Figure 4 Daily annualised 7-day BTC (orange) and ETH (purple) realised volatility as measured by the standard deviation of hourly log-returns (light orange). Source: Block Scholes
We can attribute the slightly lower level of ETH’s implied vol in part to the lower level of realised volatility with which ETH’s spot price has moved. Historically, ETH’s spot price has been more volatile than BTC’s, leading to higher forward looking volatility expectations. The standard deviation of their log-returns over the past 7 days show that BTC’s and ETH’s spot prices have been trading at 44% and 42% delivered vol respectively.
Sentimental Skew
Bullish spot price action has been led by BTC since the successful switch of ETH’s consensus mechanism to a Proof of Stake system in Sep 2022 and throughout 2023. BTC has posted returns of +52% (+86% YTD) whilst ETH has lagged at just +15.3% (“just” +57.7% YTD). Accordingly, BTC’s volatility smile has been consistently less skewed towards OTM puts than ETH’s throughout this period.
Figure 5 Return of BTC (orange) and ETH (purple) spot price since the 15th September 2023, the date of Ethereum’s switch to a Proof of Stake consensus mechanism. Source: Block Scholes
However, despite the strongest spot performance in both assets, neither vol smile has reflected a significant swing towards positive sentiment. Downside protection has, except on several short-lived occasions, been priced at a significant implied volatility premium to OTM calls. Positive spot moves have led to a return to a neutral smile, rather than an outright preference for upside participation.
Figure 6 Daily BTC (orange) and ETH (purple) 1-month tenor, 25-delta risk reversal since Jan 2020. Source: Block Scholes
This is a trend that we have observed since at least mid-2021. To visualise it, we display the return recorded over the previous 30-days and compare it to the contemporaneous level of the 1-month tenor, 25-delta risk reversal. Data recorded before and after the 14th April 2021 (chosen as the timestamp of the first of the two peaks reached in that year) show different behaviours in response to the returns over the previous 30 days.

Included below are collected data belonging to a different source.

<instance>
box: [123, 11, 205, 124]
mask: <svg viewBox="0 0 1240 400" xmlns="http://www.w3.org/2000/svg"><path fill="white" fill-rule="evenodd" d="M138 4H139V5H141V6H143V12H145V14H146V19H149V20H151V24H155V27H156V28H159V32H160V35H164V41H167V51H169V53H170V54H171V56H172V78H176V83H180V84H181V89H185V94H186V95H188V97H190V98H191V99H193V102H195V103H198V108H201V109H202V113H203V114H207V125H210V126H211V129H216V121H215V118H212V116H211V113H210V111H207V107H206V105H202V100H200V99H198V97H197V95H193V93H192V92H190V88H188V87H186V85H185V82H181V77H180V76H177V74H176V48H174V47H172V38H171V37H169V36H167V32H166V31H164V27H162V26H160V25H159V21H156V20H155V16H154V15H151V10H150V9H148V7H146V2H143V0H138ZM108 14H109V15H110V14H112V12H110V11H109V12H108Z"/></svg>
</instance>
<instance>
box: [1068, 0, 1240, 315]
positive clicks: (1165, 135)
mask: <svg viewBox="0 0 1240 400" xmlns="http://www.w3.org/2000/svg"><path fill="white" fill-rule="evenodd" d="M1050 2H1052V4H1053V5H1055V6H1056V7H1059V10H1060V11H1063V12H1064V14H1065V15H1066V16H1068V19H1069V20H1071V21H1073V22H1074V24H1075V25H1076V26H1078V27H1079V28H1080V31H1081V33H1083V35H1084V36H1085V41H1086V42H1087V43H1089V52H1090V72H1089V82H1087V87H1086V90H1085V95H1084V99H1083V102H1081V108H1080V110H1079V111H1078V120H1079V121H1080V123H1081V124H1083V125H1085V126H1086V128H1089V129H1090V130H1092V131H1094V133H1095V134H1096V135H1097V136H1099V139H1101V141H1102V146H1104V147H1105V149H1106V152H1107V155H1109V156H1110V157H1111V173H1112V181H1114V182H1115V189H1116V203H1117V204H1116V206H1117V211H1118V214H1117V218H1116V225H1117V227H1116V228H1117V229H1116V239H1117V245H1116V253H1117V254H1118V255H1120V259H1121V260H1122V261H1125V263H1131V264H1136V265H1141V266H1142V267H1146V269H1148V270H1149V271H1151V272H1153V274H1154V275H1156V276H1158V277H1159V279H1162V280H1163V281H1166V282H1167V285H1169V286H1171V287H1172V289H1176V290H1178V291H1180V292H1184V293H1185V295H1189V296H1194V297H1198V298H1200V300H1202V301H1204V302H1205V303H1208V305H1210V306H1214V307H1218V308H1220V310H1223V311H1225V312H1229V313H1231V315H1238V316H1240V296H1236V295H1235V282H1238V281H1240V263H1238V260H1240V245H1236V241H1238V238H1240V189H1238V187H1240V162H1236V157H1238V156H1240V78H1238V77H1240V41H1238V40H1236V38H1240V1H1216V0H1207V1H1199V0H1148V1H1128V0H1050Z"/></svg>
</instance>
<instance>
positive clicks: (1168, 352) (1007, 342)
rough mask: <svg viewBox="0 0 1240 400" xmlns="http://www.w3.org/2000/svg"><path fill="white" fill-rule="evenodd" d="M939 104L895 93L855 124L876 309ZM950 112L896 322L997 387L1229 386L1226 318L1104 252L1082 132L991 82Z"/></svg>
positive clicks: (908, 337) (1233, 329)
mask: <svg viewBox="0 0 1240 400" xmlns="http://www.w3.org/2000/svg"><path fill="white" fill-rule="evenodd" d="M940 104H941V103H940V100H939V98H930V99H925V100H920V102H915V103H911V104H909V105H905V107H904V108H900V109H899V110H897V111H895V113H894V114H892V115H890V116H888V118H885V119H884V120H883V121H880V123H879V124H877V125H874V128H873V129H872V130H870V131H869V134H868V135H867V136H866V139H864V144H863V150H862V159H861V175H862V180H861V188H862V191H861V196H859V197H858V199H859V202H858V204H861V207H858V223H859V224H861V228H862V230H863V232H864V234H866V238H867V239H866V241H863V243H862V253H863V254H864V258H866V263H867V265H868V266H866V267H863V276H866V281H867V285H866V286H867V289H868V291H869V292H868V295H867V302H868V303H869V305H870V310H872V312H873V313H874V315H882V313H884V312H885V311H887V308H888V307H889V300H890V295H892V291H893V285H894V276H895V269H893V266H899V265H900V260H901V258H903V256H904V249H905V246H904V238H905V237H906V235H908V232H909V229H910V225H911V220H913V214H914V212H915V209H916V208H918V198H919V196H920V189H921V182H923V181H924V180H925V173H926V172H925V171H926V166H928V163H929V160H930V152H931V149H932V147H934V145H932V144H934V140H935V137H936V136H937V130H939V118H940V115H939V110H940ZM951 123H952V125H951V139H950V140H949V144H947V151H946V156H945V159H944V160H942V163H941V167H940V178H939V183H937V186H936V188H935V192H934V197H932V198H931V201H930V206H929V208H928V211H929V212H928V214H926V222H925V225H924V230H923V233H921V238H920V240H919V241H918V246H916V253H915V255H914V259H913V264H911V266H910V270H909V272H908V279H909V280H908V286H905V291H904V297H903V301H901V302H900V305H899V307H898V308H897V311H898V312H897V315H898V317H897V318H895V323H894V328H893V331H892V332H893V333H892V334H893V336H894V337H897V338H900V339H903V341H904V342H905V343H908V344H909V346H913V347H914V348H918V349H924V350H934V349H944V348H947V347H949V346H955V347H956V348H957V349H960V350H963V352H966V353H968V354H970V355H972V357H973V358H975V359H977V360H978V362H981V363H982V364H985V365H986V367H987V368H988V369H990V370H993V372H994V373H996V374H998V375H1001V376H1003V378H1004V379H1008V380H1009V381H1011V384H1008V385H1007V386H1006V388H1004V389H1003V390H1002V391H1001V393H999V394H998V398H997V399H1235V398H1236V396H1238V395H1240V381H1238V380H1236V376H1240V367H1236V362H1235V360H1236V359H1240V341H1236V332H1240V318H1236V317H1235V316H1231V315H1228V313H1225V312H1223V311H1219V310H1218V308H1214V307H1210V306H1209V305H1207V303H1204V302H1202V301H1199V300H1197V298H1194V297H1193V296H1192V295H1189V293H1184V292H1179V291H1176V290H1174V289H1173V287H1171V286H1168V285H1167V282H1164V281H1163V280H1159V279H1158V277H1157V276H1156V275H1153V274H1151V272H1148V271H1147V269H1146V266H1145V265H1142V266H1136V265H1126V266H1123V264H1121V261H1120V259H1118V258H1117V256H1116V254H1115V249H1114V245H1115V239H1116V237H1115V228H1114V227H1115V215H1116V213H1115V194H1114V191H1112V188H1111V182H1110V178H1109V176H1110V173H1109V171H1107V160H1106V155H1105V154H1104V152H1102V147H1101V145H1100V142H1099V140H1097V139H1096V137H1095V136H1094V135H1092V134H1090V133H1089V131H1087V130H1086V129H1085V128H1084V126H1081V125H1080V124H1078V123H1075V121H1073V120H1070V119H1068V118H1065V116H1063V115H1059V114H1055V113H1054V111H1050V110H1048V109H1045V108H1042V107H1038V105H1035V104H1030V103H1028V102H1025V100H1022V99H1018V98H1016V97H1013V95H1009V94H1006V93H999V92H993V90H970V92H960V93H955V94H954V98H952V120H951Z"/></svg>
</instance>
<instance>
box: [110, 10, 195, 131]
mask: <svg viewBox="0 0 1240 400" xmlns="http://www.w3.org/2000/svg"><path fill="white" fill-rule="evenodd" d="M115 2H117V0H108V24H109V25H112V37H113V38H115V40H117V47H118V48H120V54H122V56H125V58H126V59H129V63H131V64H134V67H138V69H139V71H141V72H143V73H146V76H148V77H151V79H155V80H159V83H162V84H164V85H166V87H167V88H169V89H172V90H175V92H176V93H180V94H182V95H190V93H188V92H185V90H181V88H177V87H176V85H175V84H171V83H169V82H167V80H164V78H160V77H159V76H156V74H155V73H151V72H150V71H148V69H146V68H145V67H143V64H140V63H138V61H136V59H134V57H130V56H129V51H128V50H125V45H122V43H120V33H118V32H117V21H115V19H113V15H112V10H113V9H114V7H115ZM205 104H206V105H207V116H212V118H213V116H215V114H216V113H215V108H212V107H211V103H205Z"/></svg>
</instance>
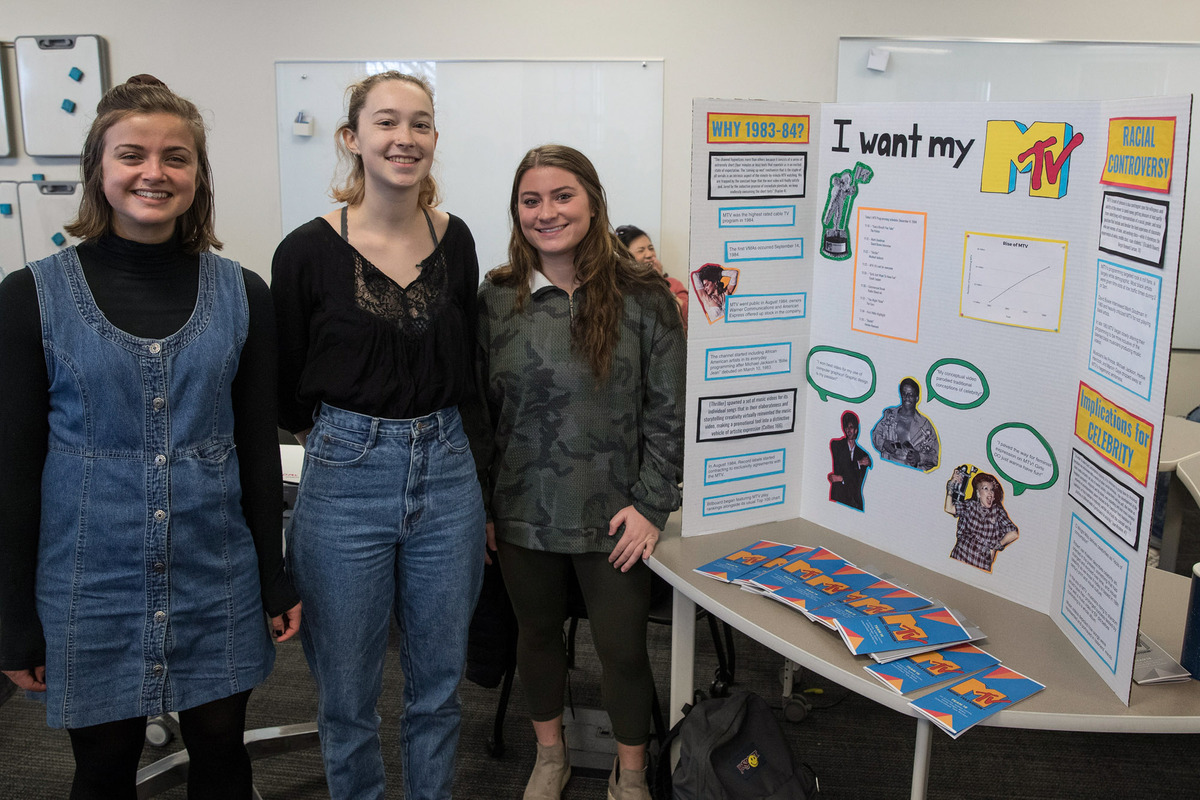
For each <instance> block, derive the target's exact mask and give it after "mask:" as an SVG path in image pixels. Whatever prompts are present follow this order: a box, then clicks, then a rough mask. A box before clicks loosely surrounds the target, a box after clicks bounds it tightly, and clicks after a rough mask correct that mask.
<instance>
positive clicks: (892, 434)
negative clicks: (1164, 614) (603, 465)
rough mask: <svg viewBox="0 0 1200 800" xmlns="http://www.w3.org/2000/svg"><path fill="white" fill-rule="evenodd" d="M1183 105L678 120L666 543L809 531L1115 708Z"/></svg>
mask: <svg viewBox="0 0 1200 800" xmlns="http://www.w3.org/2000/svg"><path fill="white" fill-rule="evenodd" d="M1190 107H1192V100H1190V96H1186V97H1158V98H1142V100H1133V101H1105V102H1062V103H863V104H847V103H836V104H830V103H824V104H821V103H786V102H764V101H721V100H703V101H696V103H695V107H694V122H692V133H694V140H692V158H694V163H692V198H691V243H690V264H689V289H690V291H691V294H692V302H691V303H689V313H690V319H689V359H688V373H689V374H688V413H686V432H688V449H686V463H685V477H684V486H685V487H686V488H685V494H684V510H683V515H684V516H683V531H684V535H700V534H706V533H714V531H719V530H730V529H736V528H743V527H746V525H751V524H756V523H763V522H773V521H779V519H788V518H796V517H803V518H805V519H809V521H811V522H816V523H818V524H822V525H824V527H828V528H830V529H834V530H838V531H839V533H842V534H846V535H850V536H853V537H856V539H859V540H860V541H863V542H865V543H869V545H871V546H874V547H878V548H881V549H884V551H887V552H889V553H894V554H896V555H900V557H902V558H905V559H907V560H910V561H913V563H916V564H919V565H922V566H924V567H928V569H932V570H938V571H941V572H943V573H946V575H949V576H952V577H955V578H958V579H960V581H962V582H964V583H966V584H970V585H974V587H978V588H979V589H982V590H985V591H990V593H992V594H996V595H1000V596H1002V597H1007V599H1009V600H1013V601H1015V602H1019V603H1021V604H1025V606H1027V607H1030V608H1033V609H1037V610H1040V612H1043V613H1045V614H1048V615H1050V616H1051V618H1052V619H1054V620H1055V621H1056V624H1057V625H1058V627H1060V628H1061V630H1062V631H1063V633H1064V636H1067V637H1068V638H1069V639H1070V640H1072V642H1073V643H1074V644H1075V646H1076V648H1078V649H1079V651H1080V652H1082V654H1084V656H1085V657H1086V658H1087V661H1088V662H1090V663H1091V666H1092V667H1093V668H1094V669H1096V670H1097V673H1098V674H1099V675H1100V676H1102V678H1103V679H1104V680H1105V681H1106V682H1108V684H1109V686H1110V687H1111V688H1112V691H1114V692H1116V694H1117V696H1118V697H1121V698H1122V699H1123V700H1124V702H1128V697H1129V684H1130V676H1132V669H1133V658H1134V651H1135V649H1136V646H1135V644H1136V636H1138V620H1139V614H1140V608H1141V594H1142V583H1144V579H1145V569H1146V554H1147V540H1148V531H1150V523H1151V521H1150V517H1151V506H1152V503H1153V493H1154V471H1156V465H1157V463H1158V450H1159V440H1160V437H1162V421H1163V410H1164V397H1165V387H1166V363H1168V356H1169V350H1170V338H1171V324H1172V309H1174V305H1175V303H1174V300H1175V291H1176V278H1177V273H1178V248H1180V233H1181V219H1182V209H1183V196H1184V184H1186V179H1184V175H1186V174H1187V156H1188V133H1189V126H1190ZM797 543H804V545H812V546H816V545H821V542H797ZM899 577H900V578H901V579H902V576H899ZM1018 667H1019V664H1018Z"/></svg>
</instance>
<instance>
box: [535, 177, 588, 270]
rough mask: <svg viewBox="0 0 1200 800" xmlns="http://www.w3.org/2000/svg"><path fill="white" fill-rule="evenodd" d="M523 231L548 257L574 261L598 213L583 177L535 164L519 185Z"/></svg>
mask: <svg viewBox="0 0 1200 800" xmlns="http://www.w3.org/2000/svg"><path fill="white" fill-rule="evenodd" d="M517 212H518V218H520V219H521V233H522V235H524V237H526V241H528V242H529V245H530V246H532V247H533V248H534V249H535V251H538V255H539V257H541V259H542V261H544V263H545V261H546V260H547V259H564V260H571V261H574V260H575V248H576V247H578V245H580V242H581V241H583V237H584V236H586V235H587V233H588V228H590V227H592V217H593V216H595V213H594V212H593V210H592V204H590V203H589V201H588V196H587V192H584V191H583V186H582V185H581V184H580V180H578V179H577V178H576V176H575V175H574V173H570V172H568V170H565V169H562V168H560V167H534V168H533V169H529V170H528V172H526V174H524V175H522V176H521V182H520V185H518V187H517Z"/></svg>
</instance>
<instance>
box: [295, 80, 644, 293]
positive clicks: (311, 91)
mask: <svg viewBox="0 0 1200 800" xmlns="http://www.w3.org/2000/svg"><path fill="white" fill-rule="evenodd" d="M386 70H398V71H400V72H404V73H409V74H420V76H422V77H425V78H426V79H427V80H428V82H430V83H431V84H432V85H433V90H434V96H436V107H434V112H436V114H437V126H438V132H439V138H438V151H437V158H436V162H434V166H433V176H434V179H436V180H437V181H438V185H439V187H440V190H442V197H443V200H444V201H443V204H442V207H443V209H444V210H446V211H449V212H450V213H454V215H456V216H458V217H462V218H463V219H464V221H466V222H467V224H468V225H469V227H470V230H472V234H473V235H474V237H475V246H476V251H478V253H479V265H480V275H481V276H482V273H484V272H486V271H487V270H490V269H492V267H493V266H497V265H499V264H502V263H504V261H506V260H508V242H509V216H508V205H509V194H510V192H511V188H512V175H514V173H515V172H516V166H517V162H518V161H520V160H521V157H522V156H523V155H524V154H526V151H527V150H529V149H530V148H533V146H536V145H539V144H547V143H552V142H553V143H559V144H568V145H571V146H574V148H577V149H578V150H581V151H582V152H583V154H584V155H587V156H588V157H589V158H590V160H592V162H593V163H594V164H595V167H596V170H598V172H599V174H600V181H601V182H602V184H604V187H605V192H606V194H607V197H608V216H610V218H611V219H612V223H613V225H620V224H626V223H628V224H636V225H637V227H638V228H642V229H643V230H646V231H647V233H648V234H650V237H652V239H653V240H654V241H660V236H659V230H660V219H661V193H662V114H661V108H662V61H661V60H659V61H654V60H628V61H452V60H445V61H396V60H391V61H277V62H276V65H275V88H276V92H275V95H276V119H277V133H278V145H280V205H281V211H282V219H283V230H282V233H283V234H284V235H286V234H287V233H289V231H292V230H293V229H295V228H296V227H299V225H301V224H304V223H305V222H307V221H308V219H312V218H313V217H316V216H320V215H323V213H325V212H328V211H330V210H332V209H334V207H335V205H334V203H332V200H331V199H330V198H329V187H330V184H331V181H332V179H334V172H335V168H336V166H337V156H336V151H335V149H334V132H335V131H336V128H337V126H338V124H340V122H341V121H342V120H343V119H344V118H346V88H347V86H348V85H349V84H352V83H354V82H355V80H360V79H361V78H364V77H365V76H367V74H373V73H377V72H383V71H386ZM298 121H301V125H302V127H300V128H298V127H296V122H298ZM305 122H307V124H311V126H305V125H304V124H305ZM298 130H299V133H298Z"/></svg>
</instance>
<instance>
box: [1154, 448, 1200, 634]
mask: <svg viewBox="0 0 1200 800" xmlns="http://www.w3.org/2000/svg"><path fill="white" fill-rule="evenodd" d="M1175 476H1176V477H1178V479H1180V481H1181V482H1182V483H1183V486H1186V487H1188V492H1190V493H1192V498H1193V499H1194V500H1195V501H1196V503H1198V504H1200V453H1198V455H1195V456H1188V457H1187V458H1184V459H1183V461H1181V462H1180V463H1178V464H1176V465H1175ZM1150 638H1154V637H1150Z"/></svg>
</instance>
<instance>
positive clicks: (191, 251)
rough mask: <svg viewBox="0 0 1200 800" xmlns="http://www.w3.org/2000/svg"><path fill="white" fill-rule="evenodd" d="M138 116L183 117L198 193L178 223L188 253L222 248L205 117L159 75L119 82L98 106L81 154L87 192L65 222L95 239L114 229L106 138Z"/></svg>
mask: <svg viewBox="0 0 1200 800" xmlns="http://www.w3.org/2000/svg"><path fill="white" fill-rule="evenodd" d="M134 114H170V115H172V116H178V118H179V119H180V120H182V121H184V122H185V124H186V125H187V128H188V130H190V131H191V132H192V139H193V140H194V143H196V197H194V199H193V200H192V205H191V207H188V209H187V211H185V212H184V213H182V215H180V217H179V218H178V219H176V221H175V231H176V233H178V234H179V236H180V239H181V240H182V242H184V249H186V251H187V252H188V253H200V252H203V251H206V249H221V247H222V243H221V240H220V239H217V236H216V230H215V227H214V225H215V223H214V209H212V167H211V166H210V164H209V149H208V137H206V136H205V133H206V132H205V130H204V119H203V118H202V116H200V112H199V109H198V108H196V104H194V103H192V101H190V100H186V98H184V97H180V96H179V95H176V94H175V92H173V91H172V90H170V89H168V88H167V84H164V83H163V82H161V80H158V79H157V78H155V77H154V76H148V74H140V76H133V77H132V78H130V79H128V80H126V82H125V83H122V84H120V85H119V86H113V88H112V89H109V90H108V91H107V92H104V96H103V97H101V98H100V103H98V104H97V106H96V120H95V121H94V122H92V124H91V130H89V131H88V138H86V139H85V140H84V144H83V154H80V156H79V173H80V175H82V178H83V192H82V197H80V198H79V213H78V215H76V218H74V219H72V221H71V222H70V223H67V224H66V225H64V230H66V231H67V233H68V234H71V235H72V236H77V237H79V239H84V240H90V239H98V237H101V236H103V235H106V234H110V233H113V206H112V204H109V201H108V198H107V197H104V174H103V168H102V162H103V156H104V137H106V136H107V134H108V131H109V128H112V127H113V126H114V125H116V124H118V122H120V121H121V120H124V119H125V118H126V116H132V115H134Z"/></svg>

Figure 7 Daily observations of returns over the previous 30 days (x-axis) and contemporaneous BTC 1-month, 25- delta risk reversal (y-axis) before (left) and after (right )April 14th 2021. Source: Block Scholes
Whilst sizable selloffs result in a plunge for the 1M, 25-delta risk reversal, similarly sized rallies have not caused the vol smile to skew sharply towards calls. Instead, in such cases we see a return to a neutral vol smile as the skew appears to be “capped” at 0. This is in contrast to the more symmetric response observed before early-2021, where the correlation is more apparent on the way up as well as down.
One explanation for this is the hedging activities of holders of the underlying asset, either miners or whales. Such holders may hold a bullish conviction in the long run, but wish to hedge against downside volatility in the short term. This would result in them buying puts (and potentially even selling calls) and applying a put-ward pressure to the smile. However, why this behaviour appears to begin only in early 2021 is unclear.